Agitation et gesticulation à l’autorité de sûreté nucléaire

Chez nos voisins allemands, quatre centrales nucléaires viennent d’être placées à l’arrêt suite à divers "non-respect des procédures techniques d’exploitation", ainsi que pour des problèmes de corrosion du circuit de refroidissement. De hauts responsables ont été "démissionnés" et le parquet fédéral général de Karlsruhe a ouvert une information judiciaire contre la direction de la centrale de Philippsburg et contre l’opérateur EnBW. Les responsables sont passibles de peines de prison, pouvant aller jusqu’à 5 ans pour manquement aux règles de sécurité (AFP 25/10).
En Ukraine, quatre hauts responsables de la centrale nucléaire de Zaporojha ont été révoqués pour des actes similaires (AFP 2/11).
En France, en remplissant les pages web de son site avec des incidents de moindre importance pour la plupart et d’anomalies génériques connues de longue date, l’ASN tente de créer l’illusion d’une activité débordante propre à masquer la triste réalité de son impuissance.
Ce type d’incidents devient de plus en plus fréquent, voire "banalisé", avec un triplement en 10 ans (de 55 à 60 incidents significatifs par an au début des années 90 à 160 incidents par an actuellement), la productivité ayant été largement privilégiée par rapport à la sûreté des sites nucléaires. L’opérateur EDF semble pouvoir agir en toute impunité. La centrale de Dampierre, avec 28 incidents en 2 ans, a battu tous les records de "non-respects chroniques des règles d’exploitation". Le dernier en date (http://www.asn.gouv.fr du 2/10/01, tranche n°4 de Dampierre), malgré son placement sous haute surveillance, porte sur le décalage d’éléments combustibles lors du rechargement qui aurait pu provoquer une perte de contrôle neutronique avec démarrage d’une réaction nucléaire sans que les instruments de mesures ne le détecte. Le réacteur étant chargé avec du combustible MOX, est-on passé près d’un accident de criticité ? (lire l’article sur Dampierre dans ce numéro)
Le rôle de l’autorité française de sûreté nucléaire est donc strictement limité à l’observation des anomalies, sans autre possibilité que de compter les coups. La décision d’arrêter une installation, ou de poursuivre en justice l’exploitant, relève de la co-tutelle des ministères de l’Environnement et de l’Industrie. Mais peut-on concevoir que l’Etat, au travers du gouvernement, puisse prendre des décisions à l’encontre d’une industrie dont il est le principal actionnaire ?
Le "responsable mais pas coupable" qui prévalait pour le sang contaminé et la vache folle est encore ici pleinement opérant.

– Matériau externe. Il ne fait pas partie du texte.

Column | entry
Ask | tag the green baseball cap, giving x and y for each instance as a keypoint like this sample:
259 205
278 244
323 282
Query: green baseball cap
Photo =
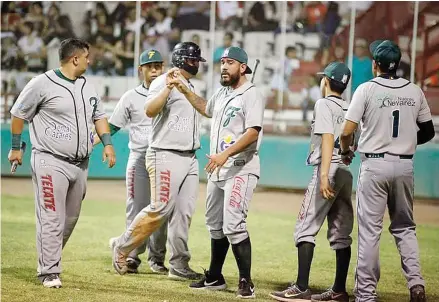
338 72
238 54
385 53
150 56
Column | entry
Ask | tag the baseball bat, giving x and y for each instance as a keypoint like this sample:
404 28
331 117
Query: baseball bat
254 69
15 162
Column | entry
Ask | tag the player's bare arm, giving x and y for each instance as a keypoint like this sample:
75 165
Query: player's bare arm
17 125
346 138
425 132
103 131
327 147
216 161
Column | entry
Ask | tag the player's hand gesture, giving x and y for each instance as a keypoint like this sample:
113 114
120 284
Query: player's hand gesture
216 161
15 155
325 188
347 158
171 75
109 155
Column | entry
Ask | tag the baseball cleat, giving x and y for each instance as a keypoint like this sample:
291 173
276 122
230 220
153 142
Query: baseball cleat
119 259
292 293
183 274
331 295
132 266
246 290
417 294
52 281
210 282
158 267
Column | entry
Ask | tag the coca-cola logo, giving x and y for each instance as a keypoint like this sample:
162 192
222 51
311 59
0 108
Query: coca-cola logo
236 196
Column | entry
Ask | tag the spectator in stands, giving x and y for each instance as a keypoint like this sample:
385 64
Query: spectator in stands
330 24
11 18
227 42
32 49
36 16
9 53
175 34
258 19
101 58
314 12
310 94
280 83
155 41
162 22
361 64
194 15
229 15
101 23
57 25
131 23
123 50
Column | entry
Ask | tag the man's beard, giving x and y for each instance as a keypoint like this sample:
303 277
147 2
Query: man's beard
231 81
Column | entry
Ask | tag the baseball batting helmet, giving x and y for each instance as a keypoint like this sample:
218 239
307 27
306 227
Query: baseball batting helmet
186 50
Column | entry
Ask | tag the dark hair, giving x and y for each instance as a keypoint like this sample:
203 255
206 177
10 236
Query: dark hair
336 86
69 47
38 3
162 11
230 34
290 48
30 25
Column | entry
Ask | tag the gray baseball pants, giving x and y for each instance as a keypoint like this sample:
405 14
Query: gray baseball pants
385 182
59 187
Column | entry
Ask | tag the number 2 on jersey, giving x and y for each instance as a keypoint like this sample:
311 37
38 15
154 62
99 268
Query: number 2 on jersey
395 114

Car c’est bien de la mise en danger volontaire des personnes et des biens dont il s’agit.
Le ratage de la création d’Areva (ex Topco, fusion de CEA industrie, Cogéma et Framatome), dans un contexte international morose et sans perspectives réalistes, l’incohérence entre la domination planétaire de la "libération des marchés" et la lourdeur d’une stratégie énergétique nationale dépassée, le mauvais bilan récent d’EDF (Les Echos du 3/11), la forte prise de conscience de l’opinion publique sur la vulnérabilité des installations nucléaires face à des actes de terrorisme, placent l’avenir des nucléaristes et de leur lobby dans une probabilité d’évolution incertaine, voire de régression. Le fleuron technologique et énergétique français est objectivement plombé et cantonné à la défensive. Dans ce contexte, la limitation des "pertes financières" ne peut s’opérer qu’avec une augmentation du risque d’accidents pris par les opérateurs avec la complicité de l’Etat et leurs alliés politiques, tous partis confondus.
Et il se trouve des écologistes pour cautionner ces pratiques par leur silence, avec pour seul intérêt leur éventuelle promotion dans le carriérisme politicien, dans le plus profond mépris des luttes qu’ils sont censés défendre.